- A clause from Indian Budget 2022 defines the term “virtual assets” such as NFTs.
- Indian Government may categorize NFTs as per their choice.
The recently launched Indian Government budget includes a section that defines the term virtual assets such as cryptocurrencies or non-fungible tokens (NFTs). As per the clause printed in the budget “for the purposes of this clause, (a) ‘non-fungible token’ means such digital asset as the Central Government may, by notification in the Official Gazette, specify.”
The clause can be described in three different ways. Firstly, the Government may create a law to classify which digital collectible is NFT. Every NFT would have to pass the certification process, which means the Government will have full authority to control NFTs. In budget 2022, Indian Finance Minister Nirmala Sitharaman imposed a 30% tax on crypto assets.
Another interpretation says that the Indian Government may certify the types and categories of NFTs such as it will determine digital art of glorifying history events as NFTs. But the random portraits from unknown artists will not be NFT anymore.

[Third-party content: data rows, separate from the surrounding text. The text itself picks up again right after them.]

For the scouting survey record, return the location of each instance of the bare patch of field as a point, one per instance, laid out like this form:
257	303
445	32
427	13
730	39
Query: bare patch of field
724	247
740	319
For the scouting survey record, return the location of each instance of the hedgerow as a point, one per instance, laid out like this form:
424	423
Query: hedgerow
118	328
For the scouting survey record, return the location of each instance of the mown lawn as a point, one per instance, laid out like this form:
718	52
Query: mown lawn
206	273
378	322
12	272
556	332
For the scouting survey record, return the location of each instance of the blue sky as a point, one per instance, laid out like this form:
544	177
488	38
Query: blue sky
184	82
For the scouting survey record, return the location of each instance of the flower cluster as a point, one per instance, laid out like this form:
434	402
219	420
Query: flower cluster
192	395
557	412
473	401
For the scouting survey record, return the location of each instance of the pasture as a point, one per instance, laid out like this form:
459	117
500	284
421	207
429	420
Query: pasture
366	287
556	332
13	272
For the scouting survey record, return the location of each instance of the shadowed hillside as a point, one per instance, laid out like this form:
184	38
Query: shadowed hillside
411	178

The third interpretation implies that the government will rename NFTs with “Virtual Digital Assets”, which means there will be no NFTs in India.

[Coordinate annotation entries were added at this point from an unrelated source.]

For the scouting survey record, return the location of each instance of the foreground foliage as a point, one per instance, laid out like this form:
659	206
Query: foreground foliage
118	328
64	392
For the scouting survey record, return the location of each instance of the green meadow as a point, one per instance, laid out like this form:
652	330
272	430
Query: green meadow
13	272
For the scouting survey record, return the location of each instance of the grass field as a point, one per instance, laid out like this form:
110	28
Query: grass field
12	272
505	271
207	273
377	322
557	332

Shehnaz Ahmed, Senior Resident Fellow and Lead (Fintech) at Vidhi Centre for Legal Policy said “Unlike the definition of crypto assets, which is clearly laid out in clause 3(b) of the Bill, what qualifies as an NFT will be set out in a notification to be issued by the Central Government. One has to wait to understand if the notification sets out the broad features of NFTs or specific categories of NFTs”.
However, many intellectuals believe that the categories for each and every NFT is impossible for the Government as every day millions of NFTs are minted.
Bibin Babu, co-founder of Colexion said, “They will categorise it as an artwork, nostalgic memorabilia or sporting moment “.
Anirudh Rastogi, Managing Partner at Ikigai Law said, “No other regulator has tried to define NFTs. The bill regrettably provides an over-broad definition. They have recognised NFTs but have not defined them. It is good that they have left it undefined. They realised this is nuanced and required deliberation so let’s leave it for later.”